Okma und Relups sind aber ein anderer, der neue Weg, sagt Andreas Ederer: "Das ist ein gegenseitiges Befruchten beim Arbeiten. Und bei den HörerInnen kommt wie bei jeder Musik dann die Frage: Gefällt es mir oder gefällt es mir nicht? Kann ich etwas damit anfangen oder lässt es mich kalt?"

Spaßprojekt oder politischer Anspruch?

Das Label Audiolith ist allerdings vor allem für Trashproduktionen wie der Tante Renate oder Bratze bekannt. Angst als neuestes Spaßprojekt bei Audiolith gehandelt zu werden, haben Okma und Relups aber nicht: "Die erste Single ist jetzt schon eher in die Richtung" gibt Relups zu "Aber wir schauen ja erst mal was passiert. Lustige Band – das kommt darauf an, wie das weitergeht, ob wir lustige Songs machen" - "Oder ob wir traurige Songs machen oder was auch immer machen", fällt ihm Okma ins Wort. Ihm missfällt Spaßmusik nicht: "Ich würd mich da sogar freuen drüber!

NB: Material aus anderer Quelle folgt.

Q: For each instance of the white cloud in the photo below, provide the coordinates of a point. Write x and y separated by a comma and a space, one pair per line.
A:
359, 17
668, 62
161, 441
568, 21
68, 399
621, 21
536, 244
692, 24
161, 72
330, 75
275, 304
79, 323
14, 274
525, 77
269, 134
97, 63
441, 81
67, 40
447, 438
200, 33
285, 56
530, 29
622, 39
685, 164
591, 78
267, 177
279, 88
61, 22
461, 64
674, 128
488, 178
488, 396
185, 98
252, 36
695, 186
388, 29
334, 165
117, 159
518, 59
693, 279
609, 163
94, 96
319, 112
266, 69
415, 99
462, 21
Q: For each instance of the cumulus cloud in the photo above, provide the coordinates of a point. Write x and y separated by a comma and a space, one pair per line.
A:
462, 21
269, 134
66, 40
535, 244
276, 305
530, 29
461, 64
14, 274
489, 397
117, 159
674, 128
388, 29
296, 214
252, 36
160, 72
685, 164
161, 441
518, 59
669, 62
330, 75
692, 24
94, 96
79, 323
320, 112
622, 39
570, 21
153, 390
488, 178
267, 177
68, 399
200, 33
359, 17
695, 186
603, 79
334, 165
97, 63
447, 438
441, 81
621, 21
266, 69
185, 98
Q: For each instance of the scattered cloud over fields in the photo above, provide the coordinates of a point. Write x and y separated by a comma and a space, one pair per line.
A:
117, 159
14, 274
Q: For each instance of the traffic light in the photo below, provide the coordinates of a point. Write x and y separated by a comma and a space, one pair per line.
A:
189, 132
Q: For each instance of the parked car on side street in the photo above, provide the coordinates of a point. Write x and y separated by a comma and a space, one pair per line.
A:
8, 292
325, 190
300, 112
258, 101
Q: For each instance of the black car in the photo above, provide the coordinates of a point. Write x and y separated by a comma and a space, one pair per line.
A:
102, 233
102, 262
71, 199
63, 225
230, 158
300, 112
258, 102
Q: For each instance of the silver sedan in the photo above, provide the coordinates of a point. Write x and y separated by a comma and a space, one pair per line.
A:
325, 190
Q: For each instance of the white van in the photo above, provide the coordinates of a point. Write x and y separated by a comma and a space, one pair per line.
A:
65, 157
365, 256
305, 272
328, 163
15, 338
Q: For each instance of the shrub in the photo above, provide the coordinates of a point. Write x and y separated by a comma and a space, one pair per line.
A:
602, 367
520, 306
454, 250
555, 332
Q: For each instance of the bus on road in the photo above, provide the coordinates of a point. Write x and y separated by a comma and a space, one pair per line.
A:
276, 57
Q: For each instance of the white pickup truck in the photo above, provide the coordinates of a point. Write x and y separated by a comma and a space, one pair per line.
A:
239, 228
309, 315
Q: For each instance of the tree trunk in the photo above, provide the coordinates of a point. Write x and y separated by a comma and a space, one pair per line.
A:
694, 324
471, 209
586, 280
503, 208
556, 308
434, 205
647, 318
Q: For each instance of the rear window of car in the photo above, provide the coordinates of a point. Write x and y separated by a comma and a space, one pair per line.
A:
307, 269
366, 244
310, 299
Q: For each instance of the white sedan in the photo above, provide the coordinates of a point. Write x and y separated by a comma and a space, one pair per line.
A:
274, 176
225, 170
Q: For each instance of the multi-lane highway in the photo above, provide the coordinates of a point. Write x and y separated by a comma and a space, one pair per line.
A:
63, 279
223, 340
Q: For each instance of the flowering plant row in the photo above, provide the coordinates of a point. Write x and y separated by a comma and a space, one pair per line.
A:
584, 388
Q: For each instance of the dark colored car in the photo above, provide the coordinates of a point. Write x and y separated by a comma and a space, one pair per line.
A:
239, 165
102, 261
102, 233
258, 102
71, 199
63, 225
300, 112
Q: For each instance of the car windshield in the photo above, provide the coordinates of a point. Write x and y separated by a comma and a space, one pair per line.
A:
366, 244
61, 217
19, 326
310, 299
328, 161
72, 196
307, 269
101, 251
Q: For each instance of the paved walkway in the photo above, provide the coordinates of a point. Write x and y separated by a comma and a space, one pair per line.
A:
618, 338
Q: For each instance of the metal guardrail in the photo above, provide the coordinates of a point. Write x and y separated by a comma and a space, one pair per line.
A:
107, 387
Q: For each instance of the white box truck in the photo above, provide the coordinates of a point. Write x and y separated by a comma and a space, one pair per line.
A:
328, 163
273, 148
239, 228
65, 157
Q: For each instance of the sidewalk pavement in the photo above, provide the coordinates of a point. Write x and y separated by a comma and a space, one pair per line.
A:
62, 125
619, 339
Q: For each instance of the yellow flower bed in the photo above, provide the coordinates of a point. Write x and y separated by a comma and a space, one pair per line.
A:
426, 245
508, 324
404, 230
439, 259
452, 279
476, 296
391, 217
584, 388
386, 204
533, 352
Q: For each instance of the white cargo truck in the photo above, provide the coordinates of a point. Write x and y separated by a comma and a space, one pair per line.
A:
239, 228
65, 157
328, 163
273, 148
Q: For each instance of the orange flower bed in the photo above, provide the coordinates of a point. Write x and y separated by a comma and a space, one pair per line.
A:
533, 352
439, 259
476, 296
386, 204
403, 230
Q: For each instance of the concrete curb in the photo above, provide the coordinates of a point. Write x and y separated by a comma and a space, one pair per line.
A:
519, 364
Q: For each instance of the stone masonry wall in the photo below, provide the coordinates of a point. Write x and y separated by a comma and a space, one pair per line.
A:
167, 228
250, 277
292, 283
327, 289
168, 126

Ich würde ja gerne mal mit dem Lukas Plöchl eine Nummer zu machen, das würde mir schon taugen."

Jetzt geht Relups nach abgeschlossenem Studium jedenfalls erst mal ein halbes Jahr auf Reisen, Okma spielt in einem Film mit und möchte gerne seine Verlobte heiraten. Im November kommt das neue Album heraus und ab da gibt es die zwei dann auch wieder live zu sehen. Bisherige Auftritte waren ein Erfolg: "Der Markus bringt eine irrsinnige Energie auf die Bühne, die Leute gehen total mit", erzählt Relups. "Es gab hauptsächlich positive Rückmeldungen."

fm4/irmi wutscher

Ein paar blöde Kommentare oder Postings gibt’s aber scheinbar immer, erzählen Okma und Relups: "Wir haben auf Youtube ein Video veröffentlich, darunter hat irgendwer gepostet, wofür man sich als Wiener nicht alles schämen muss." sagt Relups. Okma erklärt: "Der kommt mit meiner Art und Weise nicht zurecht, dass ich halt so bin wie ich bin. Leute regen sich auch auf, warum ein depperter Behinderter da jetzt Musik machen darf." Das habe die beiden schon gekränkt, meinen sie. "Aber es steht jedem offen seine Meinung zu sagen" sagt Relups. "Mir ist das egal, wir machen weiter!"